Think about it as if its about consent. The bees don’t consent to their honey being taken. Cows don’t consent to be repeatedly impregnated and milked. Pigs don’t consent to their butts becoming bacon. Chickens don’t consent to their eggs being taken.
However, the miller and the baker both consented to milling/kneading, and later selling their wares.
Human breast milk can be vegan, though, if given freely. If you forcefully take human breast milk, then it is no longer vegan.
Technically, yes.
Assuming the canabee is consenting freely, and likely has to be done in a way not violating other laws. Like some variety of a pain kink where people slice of small portions of each others meaty bits and eat them. That’s probably a thing, though likely not very popular among vegans.
Well basically yes, tho would need to get into the topic of exploitation and all that if we are talking about if something is viewed as acceptable to consume.
Beekeeping is exploitation, but don’t the bees benefit from it too vs. being in the wild?
Is it exploitation? I’d argue slave or prison labor is exploitation because the workers have no freedom of choice. Bees are free to leave, and the queen will in fact do so if not content with the conditions in the hive. If the queen leaves, all of the bees will swarm with her and you’d be left with an empty box.

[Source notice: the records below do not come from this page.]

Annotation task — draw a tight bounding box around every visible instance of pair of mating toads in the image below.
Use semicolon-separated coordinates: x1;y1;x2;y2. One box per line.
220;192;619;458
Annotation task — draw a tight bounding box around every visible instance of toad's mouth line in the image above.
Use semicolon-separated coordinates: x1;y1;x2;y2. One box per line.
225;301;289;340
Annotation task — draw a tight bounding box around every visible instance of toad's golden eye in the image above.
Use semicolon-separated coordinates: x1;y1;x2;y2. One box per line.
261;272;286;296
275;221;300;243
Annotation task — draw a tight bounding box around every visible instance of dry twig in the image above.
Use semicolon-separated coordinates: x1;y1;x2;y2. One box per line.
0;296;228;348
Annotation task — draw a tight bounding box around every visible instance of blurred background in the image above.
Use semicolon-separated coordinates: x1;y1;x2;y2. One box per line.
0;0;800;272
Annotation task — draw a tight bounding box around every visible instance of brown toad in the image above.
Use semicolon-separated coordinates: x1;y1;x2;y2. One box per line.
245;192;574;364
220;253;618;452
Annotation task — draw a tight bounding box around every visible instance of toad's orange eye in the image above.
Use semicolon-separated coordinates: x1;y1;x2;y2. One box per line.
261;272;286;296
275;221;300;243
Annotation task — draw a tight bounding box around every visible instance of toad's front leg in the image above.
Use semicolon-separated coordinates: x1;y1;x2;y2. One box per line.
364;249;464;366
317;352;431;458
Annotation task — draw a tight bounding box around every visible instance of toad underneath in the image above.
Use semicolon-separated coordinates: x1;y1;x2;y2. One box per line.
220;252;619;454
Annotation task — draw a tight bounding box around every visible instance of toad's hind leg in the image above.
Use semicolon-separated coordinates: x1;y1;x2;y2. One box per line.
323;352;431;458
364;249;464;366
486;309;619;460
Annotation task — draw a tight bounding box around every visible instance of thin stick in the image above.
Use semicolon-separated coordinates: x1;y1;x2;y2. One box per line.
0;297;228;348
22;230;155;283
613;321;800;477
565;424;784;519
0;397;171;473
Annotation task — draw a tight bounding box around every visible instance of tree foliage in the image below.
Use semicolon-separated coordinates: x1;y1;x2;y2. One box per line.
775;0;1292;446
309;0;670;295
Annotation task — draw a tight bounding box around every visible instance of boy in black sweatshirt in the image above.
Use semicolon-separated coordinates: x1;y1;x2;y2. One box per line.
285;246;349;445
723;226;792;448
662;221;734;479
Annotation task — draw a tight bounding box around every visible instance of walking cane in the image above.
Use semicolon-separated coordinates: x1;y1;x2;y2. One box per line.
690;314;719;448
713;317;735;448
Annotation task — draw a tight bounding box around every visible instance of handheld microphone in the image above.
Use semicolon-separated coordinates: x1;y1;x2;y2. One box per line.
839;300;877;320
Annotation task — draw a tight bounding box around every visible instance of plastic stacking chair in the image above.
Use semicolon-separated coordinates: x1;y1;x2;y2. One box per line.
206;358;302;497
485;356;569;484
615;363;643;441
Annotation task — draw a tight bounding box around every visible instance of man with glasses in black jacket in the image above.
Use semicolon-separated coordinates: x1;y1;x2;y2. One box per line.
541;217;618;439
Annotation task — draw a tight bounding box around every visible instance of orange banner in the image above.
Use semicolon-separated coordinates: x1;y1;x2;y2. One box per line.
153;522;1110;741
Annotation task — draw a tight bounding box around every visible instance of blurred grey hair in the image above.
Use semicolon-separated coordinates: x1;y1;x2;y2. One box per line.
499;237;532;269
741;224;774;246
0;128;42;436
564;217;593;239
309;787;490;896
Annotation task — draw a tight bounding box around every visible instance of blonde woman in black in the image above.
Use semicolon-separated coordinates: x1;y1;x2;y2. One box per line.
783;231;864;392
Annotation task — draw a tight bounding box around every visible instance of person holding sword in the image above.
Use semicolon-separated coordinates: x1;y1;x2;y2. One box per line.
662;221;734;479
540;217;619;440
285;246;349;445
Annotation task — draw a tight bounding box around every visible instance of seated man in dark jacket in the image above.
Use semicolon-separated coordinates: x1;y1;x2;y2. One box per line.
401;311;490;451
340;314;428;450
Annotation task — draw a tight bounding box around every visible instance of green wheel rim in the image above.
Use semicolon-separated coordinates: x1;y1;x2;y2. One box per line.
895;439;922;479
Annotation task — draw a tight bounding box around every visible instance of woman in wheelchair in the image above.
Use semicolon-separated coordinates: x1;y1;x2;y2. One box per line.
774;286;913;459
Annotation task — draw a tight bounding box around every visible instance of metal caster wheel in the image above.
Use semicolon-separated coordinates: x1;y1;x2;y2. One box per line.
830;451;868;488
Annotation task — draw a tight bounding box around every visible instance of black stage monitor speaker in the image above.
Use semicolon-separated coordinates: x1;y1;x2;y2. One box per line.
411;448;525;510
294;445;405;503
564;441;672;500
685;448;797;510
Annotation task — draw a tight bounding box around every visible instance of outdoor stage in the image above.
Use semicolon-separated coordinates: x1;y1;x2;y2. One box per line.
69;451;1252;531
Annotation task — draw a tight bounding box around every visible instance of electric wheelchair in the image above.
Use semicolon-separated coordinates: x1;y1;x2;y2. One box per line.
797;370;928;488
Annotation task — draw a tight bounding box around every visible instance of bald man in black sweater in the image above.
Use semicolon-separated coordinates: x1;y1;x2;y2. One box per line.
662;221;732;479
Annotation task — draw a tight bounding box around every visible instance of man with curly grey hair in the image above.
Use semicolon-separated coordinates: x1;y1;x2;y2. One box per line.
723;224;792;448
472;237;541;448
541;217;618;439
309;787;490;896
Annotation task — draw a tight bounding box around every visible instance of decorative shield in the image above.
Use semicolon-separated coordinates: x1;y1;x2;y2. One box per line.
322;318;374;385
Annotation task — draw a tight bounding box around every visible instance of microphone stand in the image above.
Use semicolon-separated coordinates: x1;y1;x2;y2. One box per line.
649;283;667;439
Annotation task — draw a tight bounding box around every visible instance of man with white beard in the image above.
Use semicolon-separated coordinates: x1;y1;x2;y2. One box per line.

Beekeeping strikes me more as symbiosis. The beekeeper provides ideal conditions, far better than the average location that would be found in the wild, and can help protect the hive against threats like mites. In exchange the beekeeper receives a share of the honey produced by the hive.
No beekeeper takes all of the honey from the hive. Only the top box (the “honey super”) of a typical hive stack is harvested. A grate below the top box (a “queen excluder”) prevents the queen from entering it so no larva are laid in the top box. The workers bee are smaller and can pass through the grate to build out comb and produce honey. The comb and honey in the bottom boxes are left to the hive to feed its workers and produce the next generation of bees, ensuring the survival of the hive.
A queen excluder cannot be used to prevent swarming long-term as the drones that gather the pollen also won’t for through the grate! An excluder might be used to delay swarming and buy time so the beekeeper can offer another solution, like adding more boxes to the hive or splitting it into two hives. Better beekeepers proactively manage their hives, e.g. by setting up an empty hive in advance to essentially offer a swarming hive a new ideal home whenever they’re ready for it.